Sohn: Testing believability one candidate at a time

Hillary Clinton, the Democratic presidential nominee, takes questions while speaking at the National Association of Black Journalists and the National Association of Hispanic Journalists joint convention in Washington on Friday. (Stephen Crowley/The New York Times)
Hillary Clinton, the Democratic presidential nominee, takes questions while speaking at the National Association of Black Journalists and the National Association of Hispanic Journalists joint convention in Washington on Friday. (Stephen Crowley/The New York Times)

Whom do we believe in this fractured election year?

It's looking more and more - and with good reason - that ordinary people and voters are believing Hillary Clinton and the Democrats who support her.

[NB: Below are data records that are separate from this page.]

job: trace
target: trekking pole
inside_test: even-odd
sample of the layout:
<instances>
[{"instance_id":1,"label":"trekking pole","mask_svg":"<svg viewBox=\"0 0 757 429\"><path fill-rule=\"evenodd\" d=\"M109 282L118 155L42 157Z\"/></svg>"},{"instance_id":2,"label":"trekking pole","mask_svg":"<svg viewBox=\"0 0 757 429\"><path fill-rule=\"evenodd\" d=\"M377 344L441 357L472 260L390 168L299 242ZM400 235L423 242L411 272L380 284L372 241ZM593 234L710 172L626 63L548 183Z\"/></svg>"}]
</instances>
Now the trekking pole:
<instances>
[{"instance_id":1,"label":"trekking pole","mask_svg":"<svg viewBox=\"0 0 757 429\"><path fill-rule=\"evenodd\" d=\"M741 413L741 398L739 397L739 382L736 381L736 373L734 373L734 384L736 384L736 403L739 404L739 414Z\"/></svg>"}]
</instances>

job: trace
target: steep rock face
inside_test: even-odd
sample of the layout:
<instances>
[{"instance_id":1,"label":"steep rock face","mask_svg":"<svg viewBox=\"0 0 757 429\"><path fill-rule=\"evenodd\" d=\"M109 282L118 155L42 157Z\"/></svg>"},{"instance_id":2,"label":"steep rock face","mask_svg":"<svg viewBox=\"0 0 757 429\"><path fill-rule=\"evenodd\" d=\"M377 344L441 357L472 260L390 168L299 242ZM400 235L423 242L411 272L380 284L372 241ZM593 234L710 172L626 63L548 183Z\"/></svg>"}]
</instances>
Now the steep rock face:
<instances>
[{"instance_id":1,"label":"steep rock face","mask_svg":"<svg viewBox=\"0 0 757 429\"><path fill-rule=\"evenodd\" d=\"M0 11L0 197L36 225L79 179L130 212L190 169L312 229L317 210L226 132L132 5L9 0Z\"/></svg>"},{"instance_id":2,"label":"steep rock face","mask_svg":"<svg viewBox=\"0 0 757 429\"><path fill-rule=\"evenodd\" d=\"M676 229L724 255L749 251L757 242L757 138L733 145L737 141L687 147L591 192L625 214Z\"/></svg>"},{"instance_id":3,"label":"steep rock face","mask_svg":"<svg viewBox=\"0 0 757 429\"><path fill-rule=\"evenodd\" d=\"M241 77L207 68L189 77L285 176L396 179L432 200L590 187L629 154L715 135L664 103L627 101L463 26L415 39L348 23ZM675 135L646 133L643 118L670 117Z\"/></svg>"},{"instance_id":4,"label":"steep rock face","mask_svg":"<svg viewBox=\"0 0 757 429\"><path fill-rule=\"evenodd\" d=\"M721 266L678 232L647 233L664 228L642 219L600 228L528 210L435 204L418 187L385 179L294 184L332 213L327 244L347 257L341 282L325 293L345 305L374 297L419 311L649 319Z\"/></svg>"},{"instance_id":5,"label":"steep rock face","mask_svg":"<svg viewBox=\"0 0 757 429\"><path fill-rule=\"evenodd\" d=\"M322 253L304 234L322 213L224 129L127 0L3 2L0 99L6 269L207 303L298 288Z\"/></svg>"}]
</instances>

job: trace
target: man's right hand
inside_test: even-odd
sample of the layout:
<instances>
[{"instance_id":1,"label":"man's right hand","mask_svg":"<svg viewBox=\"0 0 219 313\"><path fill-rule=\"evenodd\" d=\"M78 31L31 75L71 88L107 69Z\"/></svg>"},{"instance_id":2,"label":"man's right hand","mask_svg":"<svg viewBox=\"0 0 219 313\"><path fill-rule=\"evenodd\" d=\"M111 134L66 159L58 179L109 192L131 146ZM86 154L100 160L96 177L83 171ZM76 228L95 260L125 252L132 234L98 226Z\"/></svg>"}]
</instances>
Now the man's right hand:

Polls - those things that Donald Trump touts and believes when they are in his favor - showed last week that even red-block Georgia may be leaning blue in the presidential race.

An Atlanta Journal-Constitution poll last week showed Clinton with a 4-point lead. Another poll released Monday by JMC Analytics increased Clinton's Georgia polling lead to 7 points - 44 to 37 percent. The newest poll also shows Libertarian nominee Gary Johnson taking 7 percent.

But back to candidate believability: For months now, we've seen Trump talk about deporting 11 million Hispanic immigrants and talk about building a wall between Mexico and America with no more specifics than a vague assertion that Mexico will pay for it because, according to him, Mexico sends us their rapists and drug dealers. For months, we heard him talk about barring Muslims from entering the United States on the basis of their religion, and in recent weeks we've heard him disparage the Muslim parents of an American war hero who was killed in Iraq.

We saw him double-down on statements about seeing Muslims celebrate 9/11 and about seeing a televised video of pallets of cash moving to Iran from the U.S. in exchange for hostages (complete fabrications that his campaign finally had to walk back when news networks insisted there was no such video). We've heard him disrespect John McCain and thumb his nose at House Speaker Paul Ryan, while expressing support for Ryan's competition.

Yet suddenly Friday, as it became clear Trump was falling behind in polls, he was endorsing Ryan, McCain and other Republicans. Then, while reading from a handheld script, he said: "I understand and embrace the wisdom of Ronald Reagan's big tent within the [GOP] party. Big, big tent."

Will the real Donald Trump please stand up?

Fact-checking organizations have shown over these long months that at least 70 percent of what Trump says is simply not true. Yet, somehow, Trump - and the pundits - shrug over his remarks and keep raising the specter of Clinton's "trustworthiness."

Despite eight congressional investigations, 11 hours of Clinton testifying before Congress, an FBI investigation and several hours of testimony from FBI Director James Comey - television pundits are still tilting at the Clinton email windmill.

At the end of July, the emails made headlines again when Fox News labeled Clinton's comments to Fox host Chris Wallace "lying" after Wallace suggested that Comey in testimony contradicted her claims.

Clinton said to Wallace: "Chris, that's not what I heard Director Comey say, and I thank you for giving me the opportunity, in my view, to clarify. Director Comey said my answers were truthful, and what I've said is consistent with what I have told the American people, that there were decisions discussed and made to classify retroactively certain of the e-mails. I was communicating with over 300 people in my e-mailing. They certainly did not believe and had no reason to believe that what they were sending was classified. In retrospect, different agencies come in and say, well, it should have been, but that's not what was happening in real time."

Specifically, about the "truthful" answers, Comey in his testimony said: "We have no basis to conclude she lied to the FBI."

Comey also said (but Wallace didn't mention) that none of Clinton's emails were properly marked classified, and a person with expertise would have reasonably inferred they were not classified.

In the testimony hearing, Rep. Matt Cartwright asked if the classified emails were properly marked according to the manual - "with the little 'Cs'?"

Comey: "[N]o There were three e-mails. The "C" was in the body, in the text, but there was no header on the e-mail or the text."

Cartwright: So if Secretary Clinton really were an expert at what's classified and what's not classified, and were following the manual, the absence of a header would tell her immediately that those three documents were not classified. Am I correct in that?"

Comey: "That would be a reasonable inference."

So, just to clarify - when Trump almost daily claims he didn't say something that he is on videotape saying, or makes claims that reasonable people question and his campaign or party later have to refute, back-track or gloss over, he's still to be believed, especially when he suddenly starts reading from a script?

But when Hillary Clinton tells Fox News or anyone else that she's glad to "clarify" something, her trustworthiness is, yet again, instantly questioned?

Maybe instead, the trustworthiness of national reporters and major news talk show hosts should be examined.

Perhaps instead, these news hosts might want to ask our two candidates to square their economic, domestic and foreign policies against what they can reasonably accomplish with a severely dysfunctional Congress.